Dame Alexandra Vivien Burslem  (née Thornley; born 6 May 1940), also known as Sandra Burslem, is a British academic and educationalist.

Biography
Born in Shanghai, China, Dame Alexandra was the daughter of Stanley Morris Thornley, the British Ambassador to China. Sandra Thornley returned to England during the expulsion of the foreign nationals that occurred during the Communist Revolution. She afterwards attended the Arnold High School for Girls in Blackpool and was married in the year 1960. At the age of 28, she enrolled on her first degree course while she was a single mother at the University of Manchester (as a mature student) and took a first-class BA degree in Politics and Modern History. Following this, she became a lecturer at Manchester Polytechnic and rose gradually to be Deputy Vice-Chancellor and Academic Director by 1992. 

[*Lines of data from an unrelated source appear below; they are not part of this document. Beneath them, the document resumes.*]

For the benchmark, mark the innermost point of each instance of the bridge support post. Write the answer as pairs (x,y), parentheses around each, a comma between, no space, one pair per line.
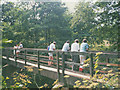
(25,56)
(58,66)
(38,61)
(91,65)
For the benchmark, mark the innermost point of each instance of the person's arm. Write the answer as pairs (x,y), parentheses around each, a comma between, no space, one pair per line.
(78,47)
(87,47)
(53,47)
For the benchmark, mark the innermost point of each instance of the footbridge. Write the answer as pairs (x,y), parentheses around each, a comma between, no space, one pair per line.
(38,58)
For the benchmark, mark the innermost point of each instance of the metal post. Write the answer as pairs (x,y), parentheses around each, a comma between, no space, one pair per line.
(91,65)
(25,56)
(38,61)
(58,72)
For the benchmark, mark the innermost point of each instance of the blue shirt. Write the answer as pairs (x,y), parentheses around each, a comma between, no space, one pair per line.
(83,47)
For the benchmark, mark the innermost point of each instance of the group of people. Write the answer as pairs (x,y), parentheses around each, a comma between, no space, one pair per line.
(17,47)
(75,47)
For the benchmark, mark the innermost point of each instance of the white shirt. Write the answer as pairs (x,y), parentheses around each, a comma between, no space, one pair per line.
(75,47)
(83,47)
(65,47)
(21,46)
(52,46)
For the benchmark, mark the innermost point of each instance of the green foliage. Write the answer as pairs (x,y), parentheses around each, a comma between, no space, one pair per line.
(36,26)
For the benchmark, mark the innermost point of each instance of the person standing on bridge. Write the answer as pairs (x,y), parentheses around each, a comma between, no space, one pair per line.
(51,48)
(66,48)
(20,45)
(16,50)
(83,48)
(75,58)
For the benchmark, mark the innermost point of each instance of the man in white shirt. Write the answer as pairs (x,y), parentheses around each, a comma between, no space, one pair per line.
(66,46)
(51,48)
(20,45)
(83,48)
(75,58)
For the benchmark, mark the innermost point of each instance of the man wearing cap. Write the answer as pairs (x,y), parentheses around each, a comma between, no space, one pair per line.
(83,48)
(51,48)
(75,58)
(66,46)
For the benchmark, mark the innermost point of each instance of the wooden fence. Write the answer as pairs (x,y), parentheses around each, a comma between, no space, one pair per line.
(40,57)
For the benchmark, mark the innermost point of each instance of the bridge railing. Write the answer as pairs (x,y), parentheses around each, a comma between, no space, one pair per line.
(60,62)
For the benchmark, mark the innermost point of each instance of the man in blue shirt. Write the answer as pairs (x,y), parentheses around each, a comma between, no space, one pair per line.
(83,48)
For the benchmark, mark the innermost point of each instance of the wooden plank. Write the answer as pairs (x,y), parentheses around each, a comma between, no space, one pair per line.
(79,75)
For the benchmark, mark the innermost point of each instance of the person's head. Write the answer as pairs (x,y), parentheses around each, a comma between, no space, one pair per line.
(54,42)
(84,40)
(67,41)
(76,40)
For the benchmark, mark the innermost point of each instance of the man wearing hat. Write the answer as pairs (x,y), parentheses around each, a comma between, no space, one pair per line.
(66,46)
(51,48)
(75,58)
(83,48)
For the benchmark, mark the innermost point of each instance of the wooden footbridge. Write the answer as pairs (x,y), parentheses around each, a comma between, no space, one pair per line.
(38,58)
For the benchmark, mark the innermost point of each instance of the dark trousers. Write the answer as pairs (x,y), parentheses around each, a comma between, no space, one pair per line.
(75,59)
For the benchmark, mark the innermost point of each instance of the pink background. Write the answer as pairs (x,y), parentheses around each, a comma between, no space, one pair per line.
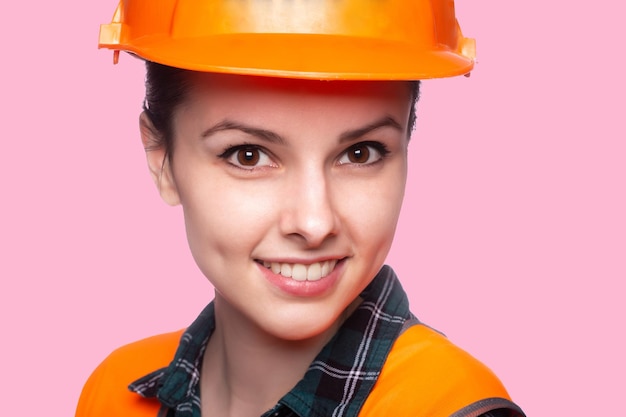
(512,239)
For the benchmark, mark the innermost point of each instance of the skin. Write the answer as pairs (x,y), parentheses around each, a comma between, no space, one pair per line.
(287,172)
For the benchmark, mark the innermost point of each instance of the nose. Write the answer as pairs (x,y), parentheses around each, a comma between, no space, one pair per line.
(309,212)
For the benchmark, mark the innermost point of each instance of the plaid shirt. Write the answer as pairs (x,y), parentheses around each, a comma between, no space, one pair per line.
(337,382)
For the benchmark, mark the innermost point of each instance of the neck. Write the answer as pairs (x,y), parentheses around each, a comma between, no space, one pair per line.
(246,370)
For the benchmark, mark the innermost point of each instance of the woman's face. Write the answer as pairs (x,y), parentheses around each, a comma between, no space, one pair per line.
(291,191)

Her academic career culminated in September 1997, when she was named as Vice-Chancellor of Manchester Metropolitan University, where she remained until 2005.

Honours
Burslem was appointed Dame Commander of the Order of the British Empire (DBE) in the 2004 New Year Honours. She served as High Sheriff of Greater Manchester for 2006–2007 and remains a Deputy Lieutenant of the county.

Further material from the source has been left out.